Monitoring Desk
ISLAMABAD/BOSTON: Researchers in Boston, during a study, were able to control aging in mice as old blind mice regained their eyesight, developed smarter, younger brains, and built healthier muscle and kidney tissue while young mice prematurely aged, with devastating results to nearly every tissue in their bodies.
The international study, which took 13 years to draw an outcome, showcases for the first time that degradation in the way DNA is organized and regulated — known as epigenetics — can cause an organism to age, independently of changes to the genetic code itself.
The experiments demonstrate that aging is a reversible process, which could be driven “forwards and backward at will,” said anti-aging expert David Sinclair, who teaches genetics at the Blavatnik Institute and is the co-director of the Paul F. Glenn Center for Biology of Aging Research at Harvard Medical School. Sinclair, who is also a senior author of a new paper showcasing the work of his lab and international scientists, said there is a backup copy of our youth in our bodies that can be triggered to regenerate.
New Study challenges current scientific viewpoint on aging
The combined experiments, published for the first time on Thursday in the journal Cell, challenge the scientific belief that aging is caused by genetic mutations that undermine our DNA and form a junkyard of damaged cellular tissue, leading to deterioration, disease and death.

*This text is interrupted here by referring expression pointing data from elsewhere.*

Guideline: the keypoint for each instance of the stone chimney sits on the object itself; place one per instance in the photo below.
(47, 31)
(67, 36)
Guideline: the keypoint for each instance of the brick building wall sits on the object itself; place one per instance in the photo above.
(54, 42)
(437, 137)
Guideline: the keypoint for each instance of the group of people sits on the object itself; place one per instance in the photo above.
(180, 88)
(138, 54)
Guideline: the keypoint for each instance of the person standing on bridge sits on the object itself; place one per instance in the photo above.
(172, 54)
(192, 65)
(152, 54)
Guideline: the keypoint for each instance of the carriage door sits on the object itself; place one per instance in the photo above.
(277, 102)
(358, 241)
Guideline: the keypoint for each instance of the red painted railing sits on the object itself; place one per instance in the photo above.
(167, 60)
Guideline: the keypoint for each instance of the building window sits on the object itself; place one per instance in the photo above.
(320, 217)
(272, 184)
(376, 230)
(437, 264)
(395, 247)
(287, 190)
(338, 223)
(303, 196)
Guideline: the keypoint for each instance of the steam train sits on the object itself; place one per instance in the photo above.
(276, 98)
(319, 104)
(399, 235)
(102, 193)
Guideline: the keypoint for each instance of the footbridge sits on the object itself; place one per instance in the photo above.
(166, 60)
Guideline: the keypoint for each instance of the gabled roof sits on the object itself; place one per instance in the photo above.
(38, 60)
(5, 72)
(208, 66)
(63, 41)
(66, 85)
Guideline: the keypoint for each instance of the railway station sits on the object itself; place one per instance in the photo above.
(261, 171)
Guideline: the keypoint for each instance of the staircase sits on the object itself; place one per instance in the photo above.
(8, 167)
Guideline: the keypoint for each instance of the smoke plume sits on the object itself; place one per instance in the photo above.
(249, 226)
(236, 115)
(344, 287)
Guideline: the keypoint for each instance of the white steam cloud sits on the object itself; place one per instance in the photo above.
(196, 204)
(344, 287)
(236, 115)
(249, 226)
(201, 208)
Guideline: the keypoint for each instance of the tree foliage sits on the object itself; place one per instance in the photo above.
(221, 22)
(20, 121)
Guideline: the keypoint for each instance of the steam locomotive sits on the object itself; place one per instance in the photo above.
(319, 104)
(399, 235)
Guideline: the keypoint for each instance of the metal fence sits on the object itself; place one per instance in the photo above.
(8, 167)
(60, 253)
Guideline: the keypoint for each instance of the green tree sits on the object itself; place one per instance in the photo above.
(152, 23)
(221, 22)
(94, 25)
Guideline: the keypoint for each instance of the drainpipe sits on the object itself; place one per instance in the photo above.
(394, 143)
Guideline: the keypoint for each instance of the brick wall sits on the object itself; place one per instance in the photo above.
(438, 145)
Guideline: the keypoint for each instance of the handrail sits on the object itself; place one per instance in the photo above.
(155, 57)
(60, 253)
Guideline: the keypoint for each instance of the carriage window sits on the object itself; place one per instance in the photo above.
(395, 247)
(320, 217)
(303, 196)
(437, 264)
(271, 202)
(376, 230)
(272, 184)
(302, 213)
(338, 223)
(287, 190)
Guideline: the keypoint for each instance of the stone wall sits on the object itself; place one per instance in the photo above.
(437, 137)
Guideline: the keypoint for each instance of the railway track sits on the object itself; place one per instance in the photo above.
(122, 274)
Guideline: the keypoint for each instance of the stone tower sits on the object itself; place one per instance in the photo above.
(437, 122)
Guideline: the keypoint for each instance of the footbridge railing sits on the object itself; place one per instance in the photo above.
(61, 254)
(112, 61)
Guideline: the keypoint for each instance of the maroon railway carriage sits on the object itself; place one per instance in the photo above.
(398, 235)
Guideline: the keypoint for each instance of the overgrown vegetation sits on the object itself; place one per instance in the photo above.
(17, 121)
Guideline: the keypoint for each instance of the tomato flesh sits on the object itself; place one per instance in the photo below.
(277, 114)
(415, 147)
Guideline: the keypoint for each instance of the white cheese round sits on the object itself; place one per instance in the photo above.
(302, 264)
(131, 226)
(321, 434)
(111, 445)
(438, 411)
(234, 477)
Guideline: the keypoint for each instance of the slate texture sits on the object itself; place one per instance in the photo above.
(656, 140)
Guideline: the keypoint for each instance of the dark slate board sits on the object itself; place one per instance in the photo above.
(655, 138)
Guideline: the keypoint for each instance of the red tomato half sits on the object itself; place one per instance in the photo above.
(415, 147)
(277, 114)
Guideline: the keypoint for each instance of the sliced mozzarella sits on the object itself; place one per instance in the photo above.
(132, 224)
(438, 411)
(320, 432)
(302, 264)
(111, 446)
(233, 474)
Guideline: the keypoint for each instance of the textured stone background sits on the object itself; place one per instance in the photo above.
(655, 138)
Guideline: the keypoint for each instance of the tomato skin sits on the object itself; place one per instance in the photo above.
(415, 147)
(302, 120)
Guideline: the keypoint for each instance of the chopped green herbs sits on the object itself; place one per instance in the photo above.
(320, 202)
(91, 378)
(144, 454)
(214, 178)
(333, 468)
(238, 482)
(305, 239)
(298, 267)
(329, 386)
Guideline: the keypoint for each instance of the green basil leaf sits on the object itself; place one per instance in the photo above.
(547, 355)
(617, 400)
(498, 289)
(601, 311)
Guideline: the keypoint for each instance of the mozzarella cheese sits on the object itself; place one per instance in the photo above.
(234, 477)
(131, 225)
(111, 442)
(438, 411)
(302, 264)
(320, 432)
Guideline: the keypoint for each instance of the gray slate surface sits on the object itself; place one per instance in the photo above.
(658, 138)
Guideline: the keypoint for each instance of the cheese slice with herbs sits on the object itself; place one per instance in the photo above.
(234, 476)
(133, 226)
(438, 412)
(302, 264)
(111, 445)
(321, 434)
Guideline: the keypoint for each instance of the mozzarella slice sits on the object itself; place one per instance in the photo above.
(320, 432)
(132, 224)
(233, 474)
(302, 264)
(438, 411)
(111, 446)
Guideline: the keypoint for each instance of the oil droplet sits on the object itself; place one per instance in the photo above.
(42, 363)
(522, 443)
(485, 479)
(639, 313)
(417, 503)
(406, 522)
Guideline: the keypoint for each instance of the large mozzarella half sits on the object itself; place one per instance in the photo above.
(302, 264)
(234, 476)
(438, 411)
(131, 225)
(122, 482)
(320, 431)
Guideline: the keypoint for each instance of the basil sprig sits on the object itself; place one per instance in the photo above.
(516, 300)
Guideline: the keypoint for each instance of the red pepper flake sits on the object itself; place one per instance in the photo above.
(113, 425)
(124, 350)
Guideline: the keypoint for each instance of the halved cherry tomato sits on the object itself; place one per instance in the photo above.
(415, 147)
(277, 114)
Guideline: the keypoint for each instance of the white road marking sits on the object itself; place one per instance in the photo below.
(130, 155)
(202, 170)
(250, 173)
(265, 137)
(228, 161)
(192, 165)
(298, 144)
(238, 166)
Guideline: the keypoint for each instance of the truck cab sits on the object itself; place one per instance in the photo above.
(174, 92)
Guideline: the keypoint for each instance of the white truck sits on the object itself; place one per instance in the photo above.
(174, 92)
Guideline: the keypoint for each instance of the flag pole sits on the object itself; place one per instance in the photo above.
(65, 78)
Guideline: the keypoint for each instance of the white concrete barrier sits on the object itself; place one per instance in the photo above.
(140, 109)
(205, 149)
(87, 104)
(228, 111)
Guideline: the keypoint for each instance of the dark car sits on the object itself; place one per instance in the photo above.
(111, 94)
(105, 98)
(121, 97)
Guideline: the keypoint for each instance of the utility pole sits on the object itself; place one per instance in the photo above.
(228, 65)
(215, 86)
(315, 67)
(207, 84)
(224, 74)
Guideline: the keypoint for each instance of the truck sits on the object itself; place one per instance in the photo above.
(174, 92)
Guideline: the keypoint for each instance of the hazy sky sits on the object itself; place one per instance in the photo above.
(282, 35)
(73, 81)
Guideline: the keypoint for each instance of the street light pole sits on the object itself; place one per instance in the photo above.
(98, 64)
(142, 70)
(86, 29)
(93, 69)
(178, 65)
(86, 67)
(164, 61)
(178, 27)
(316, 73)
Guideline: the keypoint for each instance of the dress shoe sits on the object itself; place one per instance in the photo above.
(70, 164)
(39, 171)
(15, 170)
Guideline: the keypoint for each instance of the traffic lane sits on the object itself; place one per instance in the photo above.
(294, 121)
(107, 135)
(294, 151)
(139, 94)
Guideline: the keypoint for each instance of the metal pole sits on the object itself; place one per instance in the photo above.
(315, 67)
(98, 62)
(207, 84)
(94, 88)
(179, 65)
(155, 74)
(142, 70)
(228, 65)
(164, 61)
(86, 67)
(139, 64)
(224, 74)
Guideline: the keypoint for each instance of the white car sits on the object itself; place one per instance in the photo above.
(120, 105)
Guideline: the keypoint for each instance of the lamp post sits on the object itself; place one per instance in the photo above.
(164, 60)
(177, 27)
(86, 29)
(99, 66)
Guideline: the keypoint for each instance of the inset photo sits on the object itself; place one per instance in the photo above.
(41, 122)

“We believe it’s a loss of information, a loss in the cell’s ability to read its original DNA so it forgets how to function in a similar manner an old computer develops corrupted software. I call it the information theory of aging,” said Sinclair while describing aging.
Jae-Hyun Yang, a genetics research fellow in the Sinclair Lab who is part of the team authoring the paper, said he expects the findings will transform our approach towards aging and the treatment of diseases associated with it.
Scientists have since long debated what drives the process of senescence or deterioration in cells. They had been primarily focusing on mutations in DNA that can, over time, mess up a cell’s normal operations and trigger the process of cell death. But that theory wasn’t supported by the fact that older people’s cells often were not riddled with mutations, and that animals or people harboring a higher burden of mutated cells don’t seem to age prematurely.